However, here are those who dispute this sequence of events. Some proclaim that the rapture does not occur at all, while others say it comes either in the middle of that 7 year Tribulation period or right at the end as Christ returns to set up His rule on earth from Jerusalem. Others claim that Christ will not reign on earth for the Millennial age at all, and so dispute all the key events in this proposition. These expositors often claim that the whole idea of the Rapture and its pre-Tribulation occurrence only developed in the 1800’s. This is a popular argument against it happening before the Tribulation, and many are influenced by it. However, it is without substance. The reason is that the early church also had that idea of a pre-Tribulation rapture with the Millennial reign of Christ to follow the Tribulation. The key elements in this response were brought to our attention by a colleague, Tim Stout, whom we thank for this information.

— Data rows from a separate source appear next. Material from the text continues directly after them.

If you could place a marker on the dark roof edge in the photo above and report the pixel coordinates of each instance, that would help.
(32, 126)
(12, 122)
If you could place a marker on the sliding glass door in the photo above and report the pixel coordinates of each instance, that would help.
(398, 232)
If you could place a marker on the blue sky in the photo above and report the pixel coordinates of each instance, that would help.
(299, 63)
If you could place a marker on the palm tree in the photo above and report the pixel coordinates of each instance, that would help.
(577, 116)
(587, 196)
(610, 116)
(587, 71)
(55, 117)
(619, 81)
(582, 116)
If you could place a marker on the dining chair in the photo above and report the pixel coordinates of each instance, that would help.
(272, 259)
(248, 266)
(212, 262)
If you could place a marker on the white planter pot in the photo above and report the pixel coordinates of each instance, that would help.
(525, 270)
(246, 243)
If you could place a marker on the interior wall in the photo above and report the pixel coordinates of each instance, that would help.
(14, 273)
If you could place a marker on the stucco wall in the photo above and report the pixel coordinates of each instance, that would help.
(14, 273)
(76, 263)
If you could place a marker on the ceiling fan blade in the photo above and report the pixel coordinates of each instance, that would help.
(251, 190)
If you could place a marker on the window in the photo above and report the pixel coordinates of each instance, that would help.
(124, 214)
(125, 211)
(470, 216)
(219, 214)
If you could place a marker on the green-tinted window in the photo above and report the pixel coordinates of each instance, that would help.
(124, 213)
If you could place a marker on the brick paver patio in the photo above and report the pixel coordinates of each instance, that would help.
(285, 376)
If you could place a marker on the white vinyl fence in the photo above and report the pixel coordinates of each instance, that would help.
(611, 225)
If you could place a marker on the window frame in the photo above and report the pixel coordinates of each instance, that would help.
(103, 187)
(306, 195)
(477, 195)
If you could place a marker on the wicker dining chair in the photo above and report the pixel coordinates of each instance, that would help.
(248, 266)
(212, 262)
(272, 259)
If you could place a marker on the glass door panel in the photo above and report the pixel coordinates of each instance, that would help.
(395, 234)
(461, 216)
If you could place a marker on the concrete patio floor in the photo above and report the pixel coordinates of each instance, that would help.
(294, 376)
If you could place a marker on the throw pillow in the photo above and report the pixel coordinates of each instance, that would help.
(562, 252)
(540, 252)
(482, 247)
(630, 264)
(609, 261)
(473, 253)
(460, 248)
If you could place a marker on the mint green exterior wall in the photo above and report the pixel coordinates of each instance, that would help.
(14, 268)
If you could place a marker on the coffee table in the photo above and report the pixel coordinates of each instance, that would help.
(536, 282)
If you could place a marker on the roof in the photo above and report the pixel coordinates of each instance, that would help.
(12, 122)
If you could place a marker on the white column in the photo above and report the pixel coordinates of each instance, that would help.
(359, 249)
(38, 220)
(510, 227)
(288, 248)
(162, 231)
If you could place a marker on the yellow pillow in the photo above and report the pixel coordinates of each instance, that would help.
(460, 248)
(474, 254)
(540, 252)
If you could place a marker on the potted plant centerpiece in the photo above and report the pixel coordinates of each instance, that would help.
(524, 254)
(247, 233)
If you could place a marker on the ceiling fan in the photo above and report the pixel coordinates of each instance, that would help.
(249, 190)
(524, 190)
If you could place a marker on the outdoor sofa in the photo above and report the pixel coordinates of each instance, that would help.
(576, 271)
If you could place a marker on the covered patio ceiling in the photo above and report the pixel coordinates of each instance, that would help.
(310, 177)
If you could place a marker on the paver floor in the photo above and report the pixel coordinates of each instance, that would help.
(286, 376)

In order to examine this we need to remember that there is a well-known collection of about 50 or so volumes of early church writings, in three sets: the Ante-Nicene Fathers, the Nicene Fathers, and the Post-Nicene Fathers. One of the early church fathers was Irenaeus . He sat under Polycarp, who was a student of the Apostle John. In volume 1 of the first set, the Ante-Nicene Fathers, the following quotes are found from Irenaeus: Page 558: "And therefore, when in the end the church shall suddenly be caught up from this, it is said, "There shall be tribulation such as has not been since the beginning, neither shall be." This is in the context of a discussion about the Antichrist. The tribulation comes after the church is caught up. Here is the pre-Tribulation Rapture spoken of by the early church Fathers!

On page 560 we find: "But when this Antichrist shall have devastated all things in this world, he will reign for three years and six months, and sit in the temple at Jerusalem; and then the Lord will come from heaven in the clouds, in the glory of the Father, sending this man and those who follow him into the Lake of Fire; but bringing in for the righteous times of the kingdom, that is the rest, the hallowed seventh day; and restoring to Abraham the promised inheritance, in which kingdom the Lord declared, the "many coming from the east and from the west should sit down with Abraham, Isaac, and Jacob."

 This is a clear proclamation of Pre-millennial theology. He took Daniel 9 literally. So, one of the giants among the early church fathers was Pre-tribulation and Pre-millennial in his approach to the Bible and held to a literal interpretation of eschatological passages. It is therefore not an invention of 19th century theologians, despite what some may claim.

Also, Irenaeus speaks of the basic concept that Israel and the church are in different dispensations in God’s plan. This makes apparent the foolishness of the common “Church is Israel” theology, as that was obviously not the understanding that the Church Fathers had from the Apostles who got it from Christ Himself.